Durante as duas últimas décadas, a coreana Kia atravessou algumas fases, no mínimo, intrigantes. Primeiro, a empresa ficou conhecida por ser a marca do furgão Besta, que era usado para transporte coletivo. Depois, passou a explorar o nascente mercado de utilitários esportivos e, recentemente, começou a disputar o segmento de luxo. Mas, diferentemente de marcas que desembarcaram no País na mesma época, nunca conseguiu alcançar números condizentes com o tamanho das vendas no mercado brasileiro. 

 

53.jpg

“A abertura de novas revendas e a renovação do portfólio devem manter nosso crescimento”

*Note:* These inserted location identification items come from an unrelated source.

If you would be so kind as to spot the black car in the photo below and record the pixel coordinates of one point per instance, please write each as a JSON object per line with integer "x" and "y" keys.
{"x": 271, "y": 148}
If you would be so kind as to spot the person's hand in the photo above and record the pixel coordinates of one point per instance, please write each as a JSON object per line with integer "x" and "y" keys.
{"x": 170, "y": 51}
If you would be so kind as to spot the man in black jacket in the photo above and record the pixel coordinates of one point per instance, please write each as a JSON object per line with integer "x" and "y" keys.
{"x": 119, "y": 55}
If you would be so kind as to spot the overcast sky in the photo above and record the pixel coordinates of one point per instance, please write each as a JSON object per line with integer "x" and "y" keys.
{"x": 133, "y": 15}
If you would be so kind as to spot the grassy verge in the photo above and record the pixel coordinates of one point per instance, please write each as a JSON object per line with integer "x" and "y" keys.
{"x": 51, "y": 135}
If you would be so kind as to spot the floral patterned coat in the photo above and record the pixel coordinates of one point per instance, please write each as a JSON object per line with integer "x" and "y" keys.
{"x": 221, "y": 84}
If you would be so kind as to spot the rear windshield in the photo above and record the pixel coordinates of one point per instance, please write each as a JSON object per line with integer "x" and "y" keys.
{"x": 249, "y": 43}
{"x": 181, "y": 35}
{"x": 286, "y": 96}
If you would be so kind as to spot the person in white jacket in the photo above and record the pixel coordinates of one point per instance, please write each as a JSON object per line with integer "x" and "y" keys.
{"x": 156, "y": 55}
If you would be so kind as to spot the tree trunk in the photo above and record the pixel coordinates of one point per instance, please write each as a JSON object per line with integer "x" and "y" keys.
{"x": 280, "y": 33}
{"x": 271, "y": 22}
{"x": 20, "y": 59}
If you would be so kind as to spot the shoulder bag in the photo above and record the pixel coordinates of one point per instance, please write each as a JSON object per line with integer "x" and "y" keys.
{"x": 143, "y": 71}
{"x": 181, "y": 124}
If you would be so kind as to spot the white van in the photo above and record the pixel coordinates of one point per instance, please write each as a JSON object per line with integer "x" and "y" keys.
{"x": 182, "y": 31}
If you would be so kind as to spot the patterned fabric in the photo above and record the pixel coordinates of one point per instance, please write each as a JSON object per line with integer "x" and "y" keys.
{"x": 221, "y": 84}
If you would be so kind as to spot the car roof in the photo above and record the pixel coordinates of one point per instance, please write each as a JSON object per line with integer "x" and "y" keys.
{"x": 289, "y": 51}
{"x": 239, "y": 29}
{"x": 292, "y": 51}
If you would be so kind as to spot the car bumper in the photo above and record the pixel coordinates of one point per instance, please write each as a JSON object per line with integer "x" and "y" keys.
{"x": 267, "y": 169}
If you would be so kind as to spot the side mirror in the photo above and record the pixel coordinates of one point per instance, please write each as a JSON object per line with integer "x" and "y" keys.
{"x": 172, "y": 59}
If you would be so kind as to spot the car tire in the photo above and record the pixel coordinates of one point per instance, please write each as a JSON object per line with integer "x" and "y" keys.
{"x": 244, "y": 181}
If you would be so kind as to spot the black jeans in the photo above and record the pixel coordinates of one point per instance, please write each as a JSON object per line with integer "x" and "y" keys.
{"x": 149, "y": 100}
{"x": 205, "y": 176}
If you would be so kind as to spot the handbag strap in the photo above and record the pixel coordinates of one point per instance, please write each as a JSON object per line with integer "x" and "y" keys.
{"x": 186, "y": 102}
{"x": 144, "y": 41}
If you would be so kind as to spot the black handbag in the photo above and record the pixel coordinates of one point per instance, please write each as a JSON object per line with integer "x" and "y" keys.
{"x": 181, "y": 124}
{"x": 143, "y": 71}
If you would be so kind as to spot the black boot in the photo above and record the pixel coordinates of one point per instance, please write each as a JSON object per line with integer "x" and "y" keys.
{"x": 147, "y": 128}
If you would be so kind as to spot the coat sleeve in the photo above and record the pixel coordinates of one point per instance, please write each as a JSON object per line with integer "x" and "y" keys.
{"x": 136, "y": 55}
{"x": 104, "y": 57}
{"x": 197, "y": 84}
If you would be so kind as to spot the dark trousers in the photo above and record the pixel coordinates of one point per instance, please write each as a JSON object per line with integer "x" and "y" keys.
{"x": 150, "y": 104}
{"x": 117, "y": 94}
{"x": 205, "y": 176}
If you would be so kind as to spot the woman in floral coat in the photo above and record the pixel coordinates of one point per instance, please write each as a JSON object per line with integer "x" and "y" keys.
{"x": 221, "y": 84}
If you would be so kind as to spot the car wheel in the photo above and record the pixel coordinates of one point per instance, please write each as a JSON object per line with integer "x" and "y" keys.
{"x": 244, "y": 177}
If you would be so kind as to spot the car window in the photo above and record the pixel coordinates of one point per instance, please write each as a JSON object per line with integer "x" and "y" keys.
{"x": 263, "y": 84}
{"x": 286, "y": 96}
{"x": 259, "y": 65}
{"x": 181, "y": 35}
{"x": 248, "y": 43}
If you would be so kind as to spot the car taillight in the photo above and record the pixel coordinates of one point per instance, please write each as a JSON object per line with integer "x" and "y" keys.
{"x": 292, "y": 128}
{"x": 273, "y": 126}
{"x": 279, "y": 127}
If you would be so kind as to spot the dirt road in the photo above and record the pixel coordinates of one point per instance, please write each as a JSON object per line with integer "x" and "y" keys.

Luiz Gandini, presidente da Kia Motors do Brasil

 

A francesa Renault, por exemplo, chegou por aqui em 1992, mesmo ano da Kia, e vendeu 64,4 mil carros só no primeiro semestre de 2010. Já a Kia, pretende fechar este ano com um faturamento de R$ 3,6 bilhões e vendas de 57,6 mil unidades – salto de 136% em relação às 24,1 mil unidades comercializadas em 2009. 

 

Para ganhar status de protagonista, entretanto, a empresa tem uma carta na manga nunca usada por uma importadora de automóveis. O paulista José Luiz Gandini, 53 anos, dono da Kia Motors do Brasil, convenceu a matriz a produzir carros com motor flex para serem trazidos ao Brasil. 

 

Afinal, esse tipo de propulsor é o preferido dos brasileiros e hoje responde por 86,43% das vendas de veículos de passeio e comerciais leves no País. Em setembro, a principal estrela da marca no Salão do Automóvel de São Paulo será a versão do Kia Soul capaz de rodar com álcool ou gasolina. “Em até três anos, todos os nossos carros serão vendidos na versão flex”, disse Gandini à DINHEIRO. 

 

54.jpg

Kia Soul: o primeiro carro da Kia Motors com motor bicombustível será lançado em setembro

 

“Trata-se de uma alternativa interessante para quem ainda não dispõe de fábrica no Brasil”, opina Fernando Trujillo, analista da consultoria CSW Worldwide. Segundo ele, o grande mérito de Gandini foi conseguir antecipar os nichos que se mostrariam os preferidos dos consumidores. 

 

Ávidos por novidades, os brasileiros da classe média também usaram o aumento de renda e as facilidades de crédito para migrar do carro popular para veículos mais sofisticados. Os sedans e os utilitários esportivos (SUV, da sigla em inglês) têm sido os mais procurados. 

 

E isso fica evidente quando a performance da companhia no acumulado janeiro-agosto deste ano é analisada. O sedan Cerato, seu campeão de vendas, obteve uma participação de 7% no segmento. 

 

55.jpg

 

Na categoria SUV, a Kia possui 7,5%, somando o desempenho dos modelos Sportage, Sorrento e Mohave. Seu principal inimigo, no entanto, é a compatriota Hyundai. Apesar de pertencerem ao mesmo grupo, no Brasil elas são rivais. 

 

Tanto que, em 2009, a Kia acusou a Hyundai de propaganda enganosa ao dizer que ela havia ultrapassado a Ford em termos globais. A Kia alegou que a conta só fechava quando somados os desempenhos de Kia e Hyundai. Para se impor nessa “terra de gigantes”, Gandini faz marketing  com táticas de guerrilha. 

 

Com uma verba modesta para os padrões do setor, de R$ 180 milhões neste ano, ele apostou em ações que garantissem visibilidade. Uma delas foi o merchandising nas novelas da Globo. A outra foi a participação em reality shows, como A Fazenda, da Record. 

 

Neste ano, o empresário replicou no Brasil iniciativas globais como o Kia On Tour. É uma espécie de feirão que reúne todas as concessionárias de determinada cidade e no qual o mote é a experimentação. Já foram realizados três eventos do tipo. 

 

O último deles, ocorrido em agosto em Goiânia (GO), teve como saldo a venda de 85 veículos. Em um fim de semana normal, essa rede comercializa até 25 unidades. Para dar suporte à nova etapa de crescimento, o presidente da Kia Motors do Brasil pretende aumentar a rede de revendas, hoje formada por 140 concessionárias. Outras 20 deverão ser abertas até o fim do ano, gerando um investimento global em torno de R$ 100 milhões.

 

“A ampliação das revendas e a instalação de motores flex em todo o portfólio deverão garantir o ritmo de crescimento atual pelos próximos cinco anos”, aposta Gandini. Depois disso, o insistente Gandini deverá começar a pregar sobre a necessidade da instalação de uma fábrica da Kia no Brasil.